Platynę chętnie wykorzystują też firmy medyczne, ponieważ jest metalem, na który ludzki organizm nie reaguje alergicznie. Można więc wykonywać z platyny elementy implantów stomatologicznych, a także rozmaite protezy – ich wszczepianie ratuje zdrowie wielu ludziom, choć jest oczywiście bardzo kosztowne.
Przede wszystkim jednak platynę zużywa się do produkcji katalizatorów samochodowych. Od wielu lat ludzie są świadomi, że wciąż rosnąca liczba pojazdów mechanicznych powoduje coraz większe skażenie atmosfery oraz smog, który w samej Polsce zabija ponoć ok. 40 000 ludzi rocznie. Walka z toksycznymi spalinami rozgrywa się na różne sposoby, a jedną z metod jest stosowanie katalizatorów.

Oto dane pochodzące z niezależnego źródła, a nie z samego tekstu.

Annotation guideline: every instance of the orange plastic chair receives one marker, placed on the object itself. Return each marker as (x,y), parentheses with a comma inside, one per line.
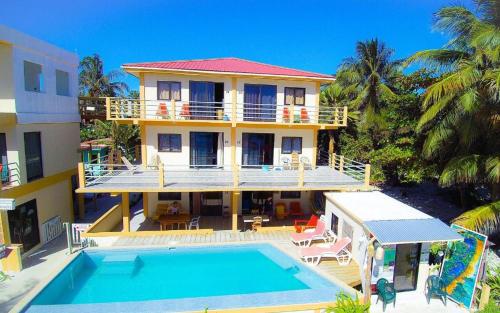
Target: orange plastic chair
(301,225)
(162,110)
(295,209)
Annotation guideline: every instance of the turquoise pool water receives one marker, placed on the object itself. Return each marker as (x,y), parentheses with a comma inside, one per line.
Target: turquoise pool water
(144,275)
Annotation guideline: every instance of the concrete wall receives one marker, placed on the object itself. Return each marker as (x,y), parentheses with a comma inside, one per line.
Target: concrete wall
(45,106)
(182,158)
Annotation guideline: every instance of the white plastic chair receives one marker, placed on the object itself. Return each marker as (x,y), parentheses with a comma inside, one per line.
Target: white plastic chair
(195,222)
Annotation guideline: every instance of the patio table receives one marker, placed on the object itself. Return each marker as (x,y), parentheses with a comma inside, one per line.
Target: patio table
(171,220)
(249,219)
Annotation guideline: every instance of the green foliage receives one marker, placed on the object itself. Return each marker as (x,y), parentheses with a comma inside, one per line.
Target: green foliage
(345,304)
(94,83)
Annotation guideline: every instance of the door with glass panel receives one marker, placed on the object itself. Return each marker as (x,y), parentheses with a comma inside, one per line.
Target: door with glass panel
(206,100)
(406,267)
(206,149)
(260,103)
(257,149)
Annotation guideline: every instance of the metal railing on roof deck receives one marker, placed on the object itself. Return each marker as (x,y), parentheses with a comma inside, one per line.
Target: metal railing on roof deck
(9,175)
(341,172)
(118,108)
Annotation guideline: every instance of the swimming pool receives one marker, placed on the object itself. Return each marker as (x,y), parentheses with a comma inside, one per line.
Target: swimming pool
(182,279)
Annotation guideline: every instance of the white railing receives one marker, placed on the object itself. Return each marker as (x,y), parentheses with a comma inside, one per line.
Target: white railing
(341,171)
(118,108)
(51,229)
(76,232)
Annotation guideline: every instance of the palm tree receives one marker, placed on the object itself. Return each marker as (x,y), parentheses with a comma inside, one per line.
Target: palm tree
(94,83)
(367,79)
(461,118)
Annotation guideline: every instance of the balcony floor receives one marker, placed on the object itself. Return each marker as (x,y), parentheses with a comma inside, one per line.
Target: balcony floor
(320,178)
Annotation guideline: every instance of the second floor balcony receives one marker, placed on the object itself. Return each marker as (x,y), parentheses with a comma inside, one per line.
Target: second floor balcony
(224,112)
(340,174)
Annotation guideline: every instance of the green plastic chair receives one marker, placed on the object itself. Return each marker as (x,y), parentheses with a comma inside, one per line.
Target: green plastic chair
(386,292)
(435,287)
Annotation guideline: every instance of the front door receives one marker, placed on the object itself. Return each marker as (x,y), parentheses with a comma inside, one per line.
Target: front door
(406,267)
(23,225)
(260,103)
(258,149)
(206,149)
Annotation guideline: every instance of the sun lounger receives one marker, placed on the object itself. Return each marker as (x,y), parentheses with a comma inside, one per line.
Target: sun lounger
(338,250)
(305,238)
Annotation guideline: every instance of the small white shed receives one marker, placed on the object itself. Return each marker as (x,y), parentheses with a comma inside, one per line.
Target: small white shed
(403,233)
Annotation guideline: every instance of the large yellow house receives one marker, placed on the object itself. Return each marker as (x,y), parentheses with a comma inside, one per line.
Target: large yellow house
(225,137)
(39,139)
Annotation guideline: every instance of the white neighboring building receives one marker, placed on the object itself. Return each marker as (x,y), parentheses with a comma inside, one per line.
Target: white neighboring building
(39,137)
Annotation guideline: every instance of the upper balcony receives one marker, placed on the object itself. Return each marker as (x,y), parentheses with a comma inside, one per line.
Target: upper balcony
(235,114)
(340,174)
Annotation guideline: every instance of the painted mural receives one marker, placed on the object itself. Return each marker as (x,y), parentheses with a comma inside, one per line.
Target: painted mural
(461,265)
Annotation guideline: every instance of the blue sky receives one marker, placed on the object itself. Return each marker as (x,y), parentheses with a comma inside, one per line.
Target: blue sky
(309,35)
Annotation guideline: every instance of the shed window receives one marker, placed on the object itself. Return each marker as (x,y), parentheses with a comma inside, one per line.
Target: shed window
(291,144)
(33,77)
(62,83)
(169,90)
(169,143)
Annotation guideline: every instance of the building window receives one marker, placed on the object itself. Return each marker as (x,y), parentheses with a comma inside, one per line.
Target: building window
(295,96)
(335,224)
(169,143)
(169,90)
(23,225)
(169,196)
(33,77)
(291,144)
(33,154)
(290,195)
(62,83)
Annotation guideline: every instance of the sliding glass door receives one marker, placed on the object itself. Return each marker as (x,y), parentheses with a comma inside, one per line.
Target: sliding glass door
(206,149)
(205,99)
(260,103)
(258,149)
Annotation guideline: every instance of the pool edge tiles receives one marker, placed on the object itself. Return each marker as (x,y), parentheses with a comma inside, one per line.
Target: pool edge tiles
(319,289)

Ile platyny w katalizatorze?
W pojedynczym reaktorze katalitycznym znajdują się śladowe ilości metali szlachetnych, dlatego, aby uzyskać 1 kilogram platyny, należy ponownie przetworzyć kilka ton zużytych katalizatorów. Tego typu recykling może wydawać się nieefektywny, jednak biorąc pod uwagę liczbę samochodów, które każdego dnia pojawiają się na drogach, dodając do tego możliwości zużycia oraz uszkodzenia reaktorów katalitycznych, okazuje się, że odzysk jest potrzebny i ma jak najbardziej sens. Dodatkowo warto pamiętać o tym, że naturalne złoża platyny są na wyczerpaniu. Co więcej, recykling 2 ton zużytych lub uszkodzonych katalizatorów to sposób na uniknięcie wydobycia 150 ton rudy oraz szeregu nieekologicznych procesów, które prowadzą do otrzymania czystego metalu. Dodatkową zachętę, aby oddawać na skup złomu nieużyteczne katalizatory samochodowe, mogą stanowić korzyści finansowe. Platyna ze względu na wysoki popyt osiąga bardzo korzystne ceny skupu.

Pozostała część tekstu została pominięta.